Member of parliament, Lok Sabha
- In office 2004 – 2009
- Preceded by: Ram Raghunath Choudhary
- Succeeded by: Jyoti Mirdha
- Constituency: Nagaur

Personal details
- Born: 7 June 1929 Nagaur, Rajasthan, India
- Died: 2 July 2012 (aged 83) Dangawas, Merta City, Nagaur, Rajasthan, India
- Party: BJP
- Spouse: Sugni Devi
- Children: 4 Son's

= Bhanwar Singh Dangawas =

Indian politician

Bhanwar Singh Dangawas (7 June 1929 – 2 July 2012) was a member of the 14th Lok Sabha from 2004 to 2009 representing the Nagaur Constituency of Rajasthan. During that time he was a member of the Bharatiya Janata Party (BJP) political party.
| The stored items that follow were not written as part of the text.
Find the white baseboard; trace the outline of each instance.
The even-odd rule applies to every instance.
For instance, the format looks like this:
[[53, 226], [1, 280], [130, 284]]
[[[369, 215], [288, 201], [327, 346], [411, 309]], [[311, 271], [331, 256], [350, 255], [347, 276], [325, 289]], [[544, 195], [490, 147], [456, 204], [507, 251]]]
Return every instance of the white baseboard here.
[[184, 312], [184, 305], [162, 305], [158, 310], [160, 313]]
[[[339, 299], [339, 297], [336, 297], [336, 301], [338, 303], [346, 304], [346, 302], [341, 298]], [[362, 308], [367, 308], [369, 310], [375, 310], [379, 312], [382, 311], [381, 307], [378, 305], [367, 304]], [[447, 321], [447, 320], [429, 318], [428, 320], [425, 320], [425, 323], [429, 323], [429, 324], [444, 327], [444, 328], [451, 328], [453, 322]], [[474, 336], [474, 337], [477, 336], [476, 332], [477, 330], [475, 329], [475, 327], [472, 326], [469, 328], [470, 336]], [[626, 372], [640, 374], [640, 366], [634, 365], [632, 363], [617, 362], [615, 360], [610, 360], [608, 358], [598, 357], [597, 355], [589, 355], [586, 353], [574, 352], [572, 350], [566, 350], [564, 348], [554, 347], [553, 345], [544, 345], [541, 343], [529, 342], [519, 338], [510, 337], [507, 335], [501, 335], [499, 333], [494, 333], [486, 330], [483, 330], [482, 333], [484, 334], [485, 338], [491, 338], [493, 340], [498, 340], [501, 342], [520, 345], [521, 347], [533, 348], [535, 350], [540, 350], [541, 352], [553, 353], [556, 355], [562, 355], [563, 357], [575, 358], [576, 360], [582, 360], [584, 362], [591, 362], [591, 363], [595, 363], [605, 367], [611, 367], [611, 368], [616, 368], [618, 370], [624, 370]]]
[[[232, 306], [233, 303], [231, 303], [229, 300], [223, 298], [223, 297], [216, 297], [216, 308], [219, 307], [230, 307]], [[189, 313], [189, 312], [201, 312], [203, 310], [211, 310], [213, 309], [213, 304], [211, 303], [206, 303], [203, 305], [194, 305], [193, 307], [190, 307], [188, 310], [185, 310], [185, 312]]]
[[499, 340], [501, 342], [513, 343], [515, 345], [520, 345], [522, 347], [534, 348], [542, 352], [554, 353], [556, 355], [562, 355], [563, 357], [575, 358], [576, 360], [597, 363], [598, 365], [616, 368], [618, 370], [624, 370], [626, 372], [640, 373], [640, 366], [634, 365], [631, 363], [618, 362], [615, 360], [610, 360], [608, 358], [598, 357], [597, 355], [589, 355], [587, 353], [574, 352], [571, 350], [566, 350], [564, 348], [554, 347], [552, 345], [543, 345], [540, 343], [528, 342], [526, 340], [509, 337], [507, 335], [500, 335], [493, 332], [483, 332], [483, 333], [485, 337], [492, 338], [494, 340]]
Shri Dangawas was also a member of Rajasthan Legislative Assembly during 1993 to 1998 and 2003 to 2004. He was Minister of State for Home Affairs in the Government of Rajasthan in 1998. An able parliamentarian, Shri Dangawas served as a member of Standing Committee on Water Resources during 2007 to 2009. Shri Dangawas had been honoured by the President of India with Police Medals for gallantry and for distinguished and meritorious Police Service. Shri Bhanwar Singh Dangawas died on 2 July 2012 at the age of 83.